There was a time not so long ago, when all we read were reports of atrocities committed against women across the country.
From sexual violence and dowry harassment to the lack of equal opportunity, India has it all. Yet, things are changing and changing for the good. There is perceptible progress that our society at large is making towards gender equality in most areas, say most activists and informed citizens.
From being an India that was obsessed with fair skin to a country that openly discusses burning issues like menstruation, public hygiene and sexual preferences, we have certainly come a long way.
Today, even adoption statistics point to a majority of girl children being given homes, unlike the past
On the 71st Army Day parade this year, Lt Bhavana Kasturi led 144 male personnel and became the first female officer to lead the Indian Army’s Service Corps (ASC) contingent.
Or for that matter, Laxmi Narayan Tripathi who is the first transgender to represent Asia Pacific in the UN.
Gender inequality does exist, yet, we have certainly moved on from where we were, say these spirited Pune women who shared their thoughts with Pune365.
“Very recently, Dhanya Sanal became victorious on India’s fight against gender discrimination by trekking on Agasthyakoodam mountain in southern Kerala, where earlier only men were allowed.
But, we did see a huge fiasco when a group of women wanted to revoke their right to worship their idol on another temple barring womEn of “menstruating age” to do so.
There are always various people of diverse ideologies looking at a point with different perspectives. But doesn’t it reflect the openness of the ‘male dominated’ society towards being welcoming to its women?
I do believe that step by step, we are reaching places and often, do not have to play the women card to prove a point. An individual’s capability is recognised and that is a stepping stone,” smiles Radha Srivastav, a team leader at a leading city corporate.
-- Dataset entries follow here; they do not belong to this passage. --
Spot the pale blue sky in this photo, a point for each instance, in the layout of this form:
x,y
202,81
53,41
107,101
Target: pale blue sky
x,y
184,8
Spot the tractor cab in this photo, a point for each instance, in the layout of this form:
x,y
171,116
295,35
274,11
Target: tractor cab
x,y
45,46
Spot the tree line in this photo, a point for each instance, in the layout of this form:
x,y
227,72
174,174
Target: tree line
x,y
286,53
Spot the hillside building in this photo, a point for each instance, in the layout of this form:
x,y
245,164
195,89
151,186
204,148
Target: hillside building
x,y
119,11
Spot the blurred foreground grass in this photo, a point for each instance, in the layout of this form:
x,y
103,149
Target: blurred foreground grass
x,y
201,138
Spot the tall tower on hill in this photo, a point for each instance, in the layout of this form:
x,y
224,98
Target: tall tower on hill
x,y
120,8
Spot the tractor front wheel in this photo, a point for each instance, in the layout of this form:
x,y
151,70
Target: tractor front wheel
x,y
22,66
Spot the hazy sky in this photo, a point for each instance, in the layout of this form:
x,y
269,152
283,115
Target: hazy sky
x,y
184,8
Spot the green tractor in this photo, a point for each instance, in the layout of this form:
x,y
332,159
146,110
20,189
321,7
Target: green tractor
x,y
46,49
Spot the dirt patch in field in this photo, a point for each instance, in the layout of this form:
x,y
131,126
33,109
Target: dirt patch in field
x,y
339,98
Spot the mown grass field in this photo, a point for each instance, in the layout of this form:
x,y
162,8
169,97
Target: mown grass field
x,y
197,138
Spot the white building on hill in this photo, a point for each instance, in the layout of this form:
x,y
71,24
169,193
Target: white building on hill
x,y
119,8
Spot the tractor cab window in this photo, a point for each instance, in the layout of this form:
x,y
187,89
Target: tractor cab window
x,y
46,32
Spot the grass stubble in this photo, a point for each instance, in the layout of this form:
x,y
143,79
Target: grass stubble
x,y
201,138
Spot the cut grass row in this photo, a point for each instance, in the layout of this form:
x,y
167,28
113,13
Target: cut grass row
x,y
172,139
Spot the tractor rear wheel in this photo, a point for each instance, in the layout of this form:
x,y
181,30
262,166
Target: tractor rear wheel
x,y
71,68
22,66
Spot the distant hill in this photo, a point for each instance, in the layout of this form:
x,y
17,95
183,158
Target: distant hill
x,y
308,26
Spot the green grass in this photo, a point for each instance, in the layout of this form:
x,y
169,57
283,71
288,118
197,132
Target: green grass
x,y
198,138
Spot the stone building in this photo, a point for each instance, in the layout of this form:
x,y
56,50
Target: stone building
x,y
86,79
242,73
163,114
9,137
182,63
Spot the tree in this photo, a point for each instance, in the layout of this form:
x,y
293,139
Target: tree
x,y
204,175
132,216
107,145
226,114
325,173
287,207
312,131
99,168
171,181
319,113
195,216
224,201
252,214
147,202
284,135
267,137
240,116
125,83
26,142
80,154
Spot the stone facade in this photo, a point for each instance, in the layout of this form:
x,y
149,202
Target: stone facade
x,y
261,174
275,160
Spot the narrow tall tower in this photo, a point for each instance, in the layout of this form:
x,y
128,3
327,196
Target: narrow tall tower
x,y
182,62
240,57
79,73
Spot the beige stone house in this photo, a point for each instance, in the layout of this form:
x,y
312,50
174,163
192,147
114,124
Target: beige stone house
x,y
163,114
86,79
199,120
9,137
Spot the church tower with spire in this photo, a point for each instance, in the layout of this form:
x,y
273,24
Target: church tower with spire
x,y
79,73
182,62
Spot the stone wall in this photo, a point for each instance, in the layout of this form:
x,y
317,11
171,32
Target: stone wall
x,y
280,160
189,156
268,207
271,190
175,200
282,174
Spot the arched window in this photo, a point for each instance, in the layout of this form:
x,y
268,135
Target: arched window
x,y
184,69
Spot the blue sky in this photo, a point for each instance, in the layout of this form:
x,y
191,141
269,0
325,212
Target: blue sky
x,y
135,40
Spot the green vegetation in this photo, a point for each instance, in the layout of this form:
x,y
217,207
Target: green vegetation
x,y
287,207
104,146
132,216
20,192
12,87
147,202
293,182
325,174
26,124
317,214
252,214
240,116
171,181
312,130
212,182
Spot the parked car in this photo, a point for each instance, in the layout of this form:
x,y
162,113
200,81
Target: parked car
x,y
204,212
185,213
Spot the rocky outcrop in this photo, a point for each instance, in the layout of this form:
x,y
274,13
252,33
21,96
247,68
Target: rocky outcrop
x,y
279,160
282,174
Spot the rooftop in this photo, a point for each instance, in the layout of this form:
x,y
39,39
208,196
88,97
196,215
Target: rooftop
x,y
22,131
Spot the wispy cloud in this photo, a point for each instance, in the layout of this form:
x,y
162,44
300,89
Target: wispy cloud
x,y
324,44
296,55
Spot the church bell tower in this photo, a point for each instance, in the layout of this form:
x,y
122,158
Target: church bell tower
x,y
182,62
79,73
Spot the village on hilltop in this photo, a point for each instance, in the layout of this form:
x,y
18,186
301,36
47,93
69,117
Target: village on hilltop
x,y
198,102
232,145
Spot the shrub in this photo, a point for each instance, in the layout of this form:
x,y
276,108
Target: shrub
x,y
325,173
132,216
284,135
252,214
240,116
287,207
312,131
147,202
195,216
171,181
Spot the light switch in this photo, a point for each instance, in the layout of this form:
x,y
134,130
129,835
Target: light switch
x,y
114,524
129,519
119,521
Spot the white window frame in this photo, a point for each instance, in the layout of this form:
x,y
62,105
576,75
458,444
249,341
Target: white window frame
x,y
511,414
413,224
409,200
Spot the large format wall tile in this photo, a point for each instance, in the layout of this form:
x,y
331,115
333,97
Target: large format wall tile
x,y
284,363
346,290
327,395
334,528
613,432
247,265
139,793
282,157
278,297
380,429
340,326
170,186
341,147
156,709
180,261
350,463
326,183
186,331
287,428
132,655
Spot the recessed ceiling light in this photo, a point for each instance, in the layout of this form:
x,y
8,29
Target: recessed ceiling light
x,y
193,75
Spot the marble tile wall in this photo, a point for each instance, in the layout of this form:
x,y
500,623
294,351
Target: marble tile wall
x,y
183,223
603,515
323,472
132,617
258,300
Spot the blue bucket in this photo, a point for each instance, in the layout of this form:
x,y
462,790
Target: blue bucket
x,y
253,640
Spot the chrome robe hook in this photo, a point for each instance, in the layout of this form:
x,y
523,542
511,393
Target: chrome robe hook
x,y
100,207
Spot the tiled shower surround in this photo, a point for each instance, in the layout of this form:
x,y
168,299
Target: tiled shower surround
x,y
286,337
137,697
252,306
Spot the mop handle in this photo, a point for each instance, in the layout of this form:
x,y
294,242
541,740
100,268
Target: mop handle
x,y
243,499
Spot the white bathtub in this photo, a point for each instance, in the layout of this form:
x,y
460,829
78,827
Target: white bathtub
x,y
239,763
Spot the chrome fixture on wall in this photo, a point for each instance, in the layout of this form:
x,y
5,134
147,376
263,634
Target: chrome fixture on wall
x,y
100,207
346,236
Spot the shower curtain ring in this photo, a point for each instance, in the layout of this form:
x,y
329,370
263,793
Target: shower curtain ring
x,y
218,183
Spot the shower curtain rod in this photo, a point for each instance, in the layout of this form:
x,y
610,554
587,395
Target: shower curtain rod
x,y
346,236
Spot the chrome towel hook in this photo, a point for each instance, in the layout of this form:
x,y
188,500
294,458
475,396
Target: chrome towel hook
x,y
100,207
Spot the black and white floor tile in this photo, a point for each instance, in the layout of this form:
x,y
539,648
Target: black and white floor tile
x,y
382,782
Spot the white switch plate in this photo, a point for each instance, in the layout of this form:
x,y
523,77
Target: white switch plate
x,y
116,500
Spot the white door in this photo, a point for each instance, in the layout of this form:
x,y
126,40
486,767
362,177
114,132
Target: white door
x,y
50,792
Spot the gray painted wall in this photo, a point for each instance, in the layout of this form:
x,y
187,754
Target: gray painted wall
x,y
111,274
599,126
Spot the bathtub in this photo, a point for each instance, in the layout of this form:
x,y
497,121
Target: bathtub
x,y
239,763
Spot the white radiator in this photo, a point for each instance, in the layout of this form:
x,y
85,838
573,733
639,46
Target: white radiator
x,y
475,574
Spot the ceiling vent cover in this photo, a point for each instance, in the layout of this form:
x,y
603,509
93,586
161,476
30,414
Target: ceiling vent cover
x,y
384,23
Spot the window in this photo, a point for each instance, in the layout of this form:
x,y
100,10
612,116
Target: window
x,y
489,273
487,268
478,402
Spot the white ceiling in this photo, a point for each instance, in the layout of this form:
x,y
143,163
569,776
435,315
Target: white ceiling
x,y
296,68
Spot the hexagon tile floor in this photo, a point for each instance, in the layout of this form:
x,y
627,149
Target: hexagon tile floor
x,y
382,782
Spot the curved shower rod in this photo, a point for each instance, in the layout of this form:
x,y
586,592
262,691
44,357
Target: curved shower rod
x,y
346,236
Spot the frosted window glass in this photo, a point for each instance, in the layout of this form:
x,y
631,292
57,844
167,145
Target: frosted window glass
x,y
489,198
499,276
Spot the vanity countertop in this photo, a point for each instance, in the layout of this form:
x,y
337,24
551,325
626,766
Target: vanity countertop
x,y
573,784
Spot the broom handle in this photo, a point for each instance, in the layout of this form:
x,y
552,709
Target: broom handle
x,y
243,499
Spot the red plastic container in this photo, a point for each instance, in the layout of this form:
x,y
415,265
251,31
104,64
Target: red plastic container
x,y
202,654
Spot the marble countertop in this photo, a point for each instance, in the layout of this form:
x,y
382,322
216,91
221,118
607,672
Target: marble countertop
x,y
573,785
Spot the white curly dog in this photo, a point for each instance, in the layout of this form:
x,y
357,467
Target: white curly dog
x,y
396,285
In the past three years, 60% of the children adopted in India (69% in inter-country adoptions) were girls.
Suchitra Manik, (name changed to protect privacy) an auto driver, shares how she went from being a slave at home to an independent working woman.
“After my husband passed away and left me with three children, I had two choices, either, beg on the streets with my children, or step up and take charge.
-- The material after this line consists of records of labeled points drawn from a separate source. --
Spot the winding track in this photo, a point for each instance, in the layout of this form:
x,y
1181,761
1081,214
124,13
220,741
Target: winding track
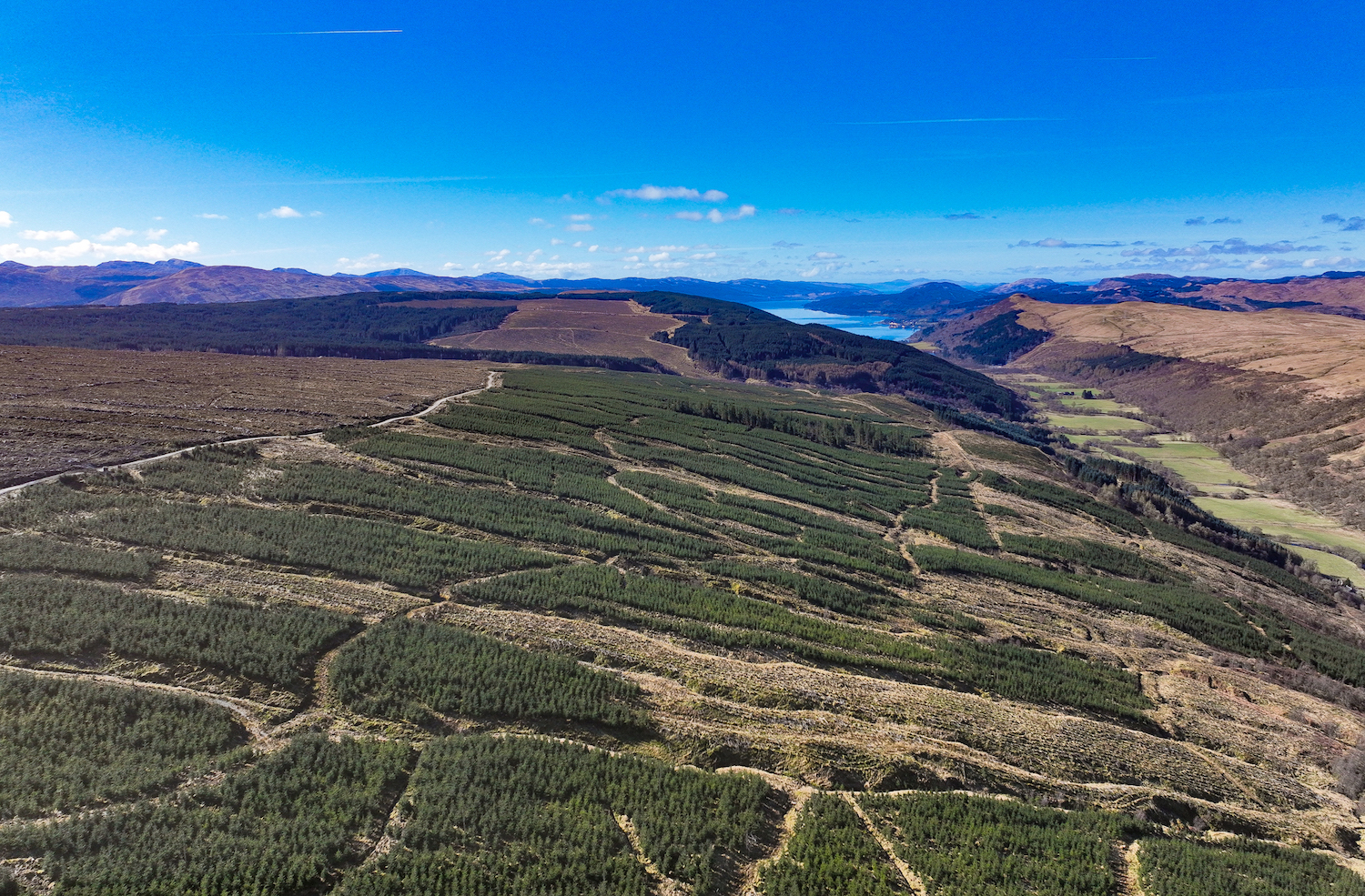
x,y
494,381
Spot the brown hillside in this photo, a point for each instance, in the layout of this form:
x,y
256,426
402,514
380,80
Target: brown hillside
x,y
1327,352
583,327
248,284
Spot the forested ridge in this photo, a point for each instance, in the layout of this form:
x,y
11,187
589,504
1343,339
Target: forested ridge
x,y
625,633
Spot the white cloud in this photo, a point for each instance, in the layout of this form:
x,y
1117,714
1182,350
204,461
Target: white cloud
x,y
90,250
55,235
1335,261
551,267
358,264
652,194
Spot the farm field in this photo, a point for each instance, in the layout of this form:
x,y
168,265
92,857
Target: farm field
x,y
66,408
631,633
1206,469
1100,423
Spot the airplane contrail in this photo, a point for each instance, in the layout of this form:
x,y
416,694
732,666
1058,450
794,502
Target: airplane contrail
x,y
289,33
946,120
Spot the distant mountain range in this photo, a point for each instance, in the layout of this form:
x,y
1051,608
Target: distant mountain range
x,y
904,302
1334,292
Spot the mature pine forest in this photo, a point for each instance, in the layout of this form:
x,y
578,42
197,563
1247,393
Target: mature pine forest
x,y
592,631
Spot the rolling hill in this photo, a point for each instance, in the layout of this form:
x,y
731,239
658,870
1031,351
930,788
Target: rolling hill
x,y
605,631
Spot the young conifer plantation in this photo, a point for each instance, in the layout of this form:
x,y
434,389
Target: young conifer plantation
x,y
595,631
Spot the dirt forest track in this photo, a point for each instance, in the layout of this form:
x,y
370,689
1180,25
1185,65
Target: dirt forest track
x,y
81,409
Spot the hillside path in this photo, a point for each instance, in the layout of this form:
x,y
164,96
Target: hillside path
x,y
494,381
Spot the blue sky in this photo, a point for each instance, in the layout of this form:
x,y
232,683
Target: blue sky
x,y
849,142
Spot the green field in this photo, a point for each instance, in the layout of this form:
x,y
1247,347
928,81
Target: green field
x,y
1100,423
1207,470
I decided for the latter and tried gathering funds to buy a vehicle. Initially, I was driving someone else’s three-wheeler, but after two years, I was able to buy by own.
It is liberating to just realise the fact people do not avail your services with pity, but react normally as they would to our male counterparts. I am today able to educate my kids in a government run school and provide them with three decent meals,” adds Manik.
“I am the fourth girl child but wasn’t denied education because of it. My parents aren’t rich enough, but giving us a decent lifestyle was what they always wished for.” Never did they ever want a son, says Harmeet Kalsi, a high school graduate.